H5N1's potential to ignite a pandemic depends, however, on its acquiring the ability to pass easily between humans. There are two ways this could occur. H5N1 could infect someone who also is infected with a human form of influenza A, and the two viruses could exchange genes (reassortment). Or, the virus could adapt in an evolutionary fashion during subsequent human infections, acquiring the ability to transmit itself efficiently from one person to another (adaptive mutation). The deadly 1918 Spanish flu pandemic is believed to have been caused by a virus that mutated in this way.

The report notes that opportunities for either of these events to occur continue to increase and appear more likely.

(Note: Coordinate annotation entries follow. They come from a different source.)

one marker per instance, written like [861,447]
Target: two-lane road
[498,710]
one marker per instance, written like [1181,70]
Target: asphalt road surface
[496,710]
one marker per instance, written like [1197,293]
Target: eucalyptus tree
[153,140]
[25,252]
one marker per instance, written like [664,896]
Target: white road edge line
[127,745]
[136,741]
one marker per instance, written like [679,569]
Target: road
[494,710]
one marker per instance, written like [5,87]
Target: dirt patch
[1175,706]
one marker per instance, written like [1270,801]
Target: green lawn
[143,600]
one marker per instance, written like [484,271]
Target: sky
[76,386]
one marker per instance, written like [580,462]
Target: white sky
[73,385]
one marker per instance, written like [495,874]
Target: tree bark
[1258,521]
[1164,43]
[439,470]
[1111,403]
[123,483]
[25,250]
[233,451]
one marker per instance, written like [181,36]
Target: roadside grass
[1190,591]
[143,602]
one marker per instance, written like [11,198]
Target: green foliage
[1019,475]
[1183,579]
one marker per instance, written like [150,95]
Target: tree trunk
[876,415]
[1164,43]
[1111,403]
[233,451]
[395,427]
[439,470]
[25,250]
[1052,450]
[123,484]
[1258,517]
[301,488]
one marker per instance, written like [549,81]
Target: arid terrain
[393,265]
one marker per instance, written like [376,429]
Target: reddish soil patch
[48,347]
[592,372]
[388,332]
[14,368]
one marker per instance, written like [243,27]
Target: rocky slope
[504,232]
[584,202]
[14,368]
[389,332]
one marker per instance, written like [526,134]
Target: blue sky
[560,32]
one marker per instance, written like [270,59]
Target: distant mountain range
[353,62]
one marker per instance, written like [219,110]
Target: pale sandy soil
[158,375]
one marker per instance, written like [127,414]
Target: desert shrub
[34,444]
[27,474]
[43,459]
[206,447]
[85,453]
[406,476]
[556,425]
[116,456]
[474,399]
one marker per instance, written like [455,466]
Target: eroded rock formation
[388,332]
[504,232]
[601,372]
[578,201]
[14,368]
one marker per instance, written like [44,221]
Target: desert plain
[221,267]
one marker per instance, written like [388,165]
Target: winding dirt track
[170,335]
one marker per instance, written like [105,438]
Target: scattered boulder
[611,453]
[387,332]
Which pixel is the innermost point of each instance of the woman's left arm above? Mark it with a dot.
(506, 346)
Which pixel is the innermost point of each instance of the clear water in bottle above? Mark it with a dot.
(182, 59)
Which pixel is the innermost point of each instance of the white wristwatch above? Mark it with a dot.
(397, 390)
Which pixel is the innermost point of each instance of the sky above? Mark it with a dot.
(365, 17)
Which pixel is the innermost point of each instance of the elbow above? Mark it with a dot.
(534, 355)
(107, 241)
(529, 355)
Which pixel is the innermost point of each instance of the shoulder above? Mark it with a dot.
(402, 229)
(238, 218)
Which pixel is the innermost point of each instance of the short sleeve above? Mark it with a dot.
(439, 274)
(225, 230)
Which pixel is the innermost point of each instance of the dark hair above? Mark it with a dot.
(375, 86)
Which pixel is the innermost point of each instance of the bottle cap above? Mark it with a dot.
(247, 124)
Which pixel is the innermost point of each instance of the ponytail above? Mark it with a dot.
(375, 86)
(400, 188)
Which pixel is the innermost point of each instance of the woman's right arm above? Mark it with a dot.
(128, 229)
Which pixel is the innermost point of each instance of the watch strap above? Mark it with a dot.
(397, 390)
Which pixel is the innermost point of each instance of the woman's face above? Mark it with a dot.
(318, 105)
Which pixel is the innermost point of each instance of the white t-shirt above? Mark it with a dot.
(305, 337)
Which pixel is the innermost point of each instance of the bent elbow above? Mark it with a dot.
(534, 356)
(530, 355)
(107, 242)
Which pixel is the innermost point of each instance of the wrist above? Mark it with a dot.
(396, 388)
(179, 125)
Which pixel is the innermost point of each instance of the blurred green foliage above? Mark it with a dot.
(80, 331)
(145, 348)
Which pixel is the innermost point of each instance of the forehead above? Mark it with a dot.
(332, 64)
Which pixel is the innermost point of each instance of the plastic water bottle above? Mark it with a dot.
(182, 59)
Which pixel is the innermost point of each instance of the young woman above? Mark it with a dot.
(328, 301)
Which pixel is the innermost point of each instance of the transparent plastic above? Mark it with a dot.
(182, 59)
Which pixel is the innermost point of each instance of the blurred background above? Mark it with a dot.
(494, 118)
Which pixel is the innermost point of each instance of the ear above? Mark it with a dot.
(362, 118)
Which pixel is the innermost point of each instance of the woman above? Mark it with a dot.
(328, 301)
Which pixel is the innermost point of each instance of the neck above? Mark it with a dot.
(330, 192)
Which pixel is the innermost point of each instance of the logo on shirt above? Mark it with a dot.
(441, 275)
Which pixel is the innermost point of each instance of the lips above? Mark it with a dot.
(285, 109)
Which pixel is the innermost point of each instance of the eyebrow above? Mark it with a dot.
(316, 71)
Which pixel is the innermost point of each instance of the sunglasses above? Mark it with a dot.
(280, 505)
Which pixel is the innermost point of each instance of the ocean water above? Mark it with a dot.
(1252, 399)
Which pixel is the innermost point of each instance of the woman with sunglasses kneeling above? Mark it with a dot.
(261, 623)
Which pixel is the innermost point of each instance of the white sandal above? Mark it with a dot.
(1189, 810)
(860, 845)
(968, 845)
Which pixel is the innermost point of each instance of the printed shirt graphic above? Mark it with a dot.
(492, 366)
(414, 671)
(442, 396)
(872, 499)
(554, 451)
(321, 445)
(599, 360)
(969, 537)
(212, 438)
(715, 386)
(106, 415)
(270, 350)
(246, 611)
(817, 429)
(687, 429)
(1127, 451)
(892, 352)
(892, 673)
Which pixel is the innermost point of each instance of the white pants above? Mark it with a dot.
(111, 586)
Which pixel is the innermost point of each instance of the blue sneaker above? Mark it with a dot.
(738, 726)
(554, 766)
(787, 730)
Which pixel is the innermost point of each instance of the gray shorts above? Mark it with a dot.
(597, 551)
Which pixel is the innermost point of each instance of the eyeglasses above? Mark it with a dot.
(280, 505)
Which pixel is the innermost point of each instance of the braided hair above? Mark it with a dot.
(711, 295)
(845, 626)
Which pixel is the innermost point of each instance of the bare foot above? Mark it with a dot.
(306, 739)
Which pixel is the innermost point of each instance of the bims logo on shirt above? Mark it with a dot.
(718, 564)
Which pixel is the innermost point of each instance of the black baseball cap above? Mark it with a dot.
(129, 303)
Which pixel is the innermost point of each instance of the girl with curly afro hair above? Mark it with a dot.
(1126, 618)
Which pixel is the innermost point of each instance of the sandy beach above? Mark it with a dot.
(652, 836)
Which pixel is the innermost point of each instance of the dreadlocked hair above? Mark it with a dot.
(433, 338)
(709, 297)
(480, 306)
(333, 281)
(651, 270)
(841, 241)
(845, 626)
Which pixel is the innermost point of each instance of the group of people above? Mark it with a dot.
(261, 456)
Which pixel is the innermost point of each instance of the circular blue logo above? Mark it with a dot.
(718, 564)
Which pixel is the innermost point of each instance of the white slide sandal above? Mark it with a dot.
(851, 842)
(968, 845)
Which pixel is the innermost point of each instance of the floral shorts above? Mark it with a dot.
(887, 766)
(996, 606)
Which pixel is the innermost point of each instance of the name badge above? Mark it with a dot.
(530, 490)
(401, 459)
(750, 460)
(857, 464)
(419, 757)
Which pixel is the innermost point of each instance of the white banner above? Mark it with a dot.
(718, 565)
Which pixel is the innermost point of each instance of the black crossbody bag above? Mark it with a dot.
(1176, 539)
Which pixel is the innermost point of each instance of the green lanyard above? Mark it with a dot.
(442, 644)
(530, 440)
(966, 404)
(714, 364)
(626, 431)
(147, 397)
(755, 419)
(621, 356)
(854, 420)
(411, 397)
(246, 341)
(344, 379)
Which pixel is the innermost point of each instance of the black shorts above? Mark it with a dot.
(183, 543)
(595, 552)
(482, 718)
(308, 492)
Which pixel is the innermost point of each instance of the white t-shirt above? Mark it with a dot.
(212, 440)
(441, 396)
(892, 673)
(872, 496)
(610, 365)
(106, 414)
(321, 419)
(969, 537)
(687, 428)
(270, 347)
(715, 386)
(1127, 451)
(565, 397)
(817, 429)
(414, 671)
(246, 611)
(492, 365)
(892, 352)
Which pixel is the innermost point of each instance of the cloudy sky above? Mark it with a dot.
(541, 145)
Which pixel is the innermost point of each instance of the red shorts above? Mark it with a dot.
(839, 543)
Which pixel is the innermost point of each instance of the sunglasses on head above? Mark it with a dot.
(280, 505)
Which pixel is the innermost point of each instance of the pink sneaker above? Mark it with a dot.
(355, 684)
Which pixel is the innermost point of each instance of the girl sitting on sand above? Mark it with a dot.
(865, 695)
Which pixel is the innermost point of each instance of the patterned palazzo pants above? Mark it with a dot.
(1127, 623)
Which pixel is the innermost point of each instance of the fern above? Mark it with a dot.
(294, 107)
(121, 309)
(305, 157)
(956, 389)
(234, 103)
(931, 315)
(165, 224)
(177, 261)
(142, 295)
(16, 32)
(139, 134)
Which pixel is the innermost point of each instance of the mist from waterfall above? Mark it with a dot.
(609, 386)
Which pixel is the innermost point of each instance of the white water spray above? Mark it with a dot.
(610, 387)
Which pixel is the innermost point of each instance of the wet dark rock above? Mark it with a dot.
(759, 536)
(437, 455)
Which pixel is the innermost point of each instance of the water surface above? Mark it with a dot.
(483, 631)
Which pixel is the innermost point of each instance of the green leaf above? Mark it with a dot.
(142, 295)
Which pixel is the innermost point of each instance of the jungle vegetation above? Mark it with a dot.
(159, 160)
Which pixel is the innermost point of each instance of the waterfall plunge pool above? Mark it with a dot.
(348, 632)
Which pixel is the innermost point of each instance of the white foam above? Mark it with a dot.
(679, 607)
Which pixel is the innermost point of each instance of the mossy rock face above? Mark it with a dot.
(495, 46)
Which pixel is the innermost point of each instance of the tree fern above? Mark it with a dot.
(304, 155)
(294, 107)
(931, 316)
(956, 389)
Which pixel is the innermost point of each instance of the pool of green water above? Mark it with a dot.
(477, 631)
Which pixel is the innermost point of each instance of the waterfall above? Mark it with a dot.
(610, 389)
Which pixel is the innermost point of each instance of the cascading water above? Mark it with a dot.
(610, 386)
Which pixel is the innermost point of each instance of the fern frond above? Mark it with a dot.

The WHO report also notes that a virus that gradually acquires an improved ability to pass between humans would be harder to detect through surveillance than a fully transmissible pandemic virus that emerged from a reassortment event. "The resulting explosion of cases would be difficult for any surveillance system to miss."

Past pandemics may hold some important lessons about how to prepare for and cope with any new pandemic.The report highlights several conclusions:

  • Pandemics are as unpredictable as the viruses that cause them. Different pandemics have shown very different levels of mortality, severity of illness, and patterns of spread.
  • All pandemics produce a rapid initial surge of cases, which then increase exponentially. This means "a sudden sharp increase in the need for medical care will always occur."
  • The overall impact of a pandemic depends on its ability to cause severe illness in nontraditional age groups, particularly young adults. Milder pandemics have tended to target the elderly and the very young, those most affected by ordinary influenza.
  • Pandemics tend to unfold in waves. Age groups and areas not affected initially are likely to be more vulnerable during a second wave, which is often more severe.
  • Good surveillance is key to early detection of the onset of a pandemic. It makes it possible to alert heath services, isolate and characterize the virus, and make it available to vaccine makers.
  • Surveillance capacity in Asia is particularly important, as this is where most pandemics have originated.
  • Quarantine and travel restrictions have proved ineffective in stopping the international spread of pandemics. But within countries, banning public gatherings and closing schools are potentially effective measures.
  • Stopping the pandemic's spread is extremely difficult, but slowing it can help health services cope by having fewer people ill at one time.
  • In the past, vaccines have arrived too late and in too little quantities to have an impact. Nevertheless, the report emphasizes the importance of advance work to prepare the way for vaccine production once a pandemic virus emerges.
  • Countries with a domestic manufacturing capacity will be the first to receive vaccines.
  • The "best-case scenario" is a pandemic that has its main impact on the very old, the very young and the chronically ill, as these can be more easily targeted with vaccines. Still, health systems must anticipate a high demand for medical care.

The report notes that vaccine development and production will by necessity be primarily the responsibility of wealthier countries. However, many experts believe an effective vaccine against a pandemic version of H5N1 will have to be developed using "reverse genetics," a process that would result in a "genetically modified organism," raising biosafety issues that could delay production in Europe.

The report says it is "impossible to predict with any accuracy” the number of deaths that would result from a new pandemic. "Best case scenarios," modeled on the relatively mild 1968 pandemic, predict excess deaths ranging from 2 million to 7.4 million. However, "other estimates that factor in a more virulent virus, similar to that responsible for the deadly 1918 pandemic, estimate much higher numbers of deaths."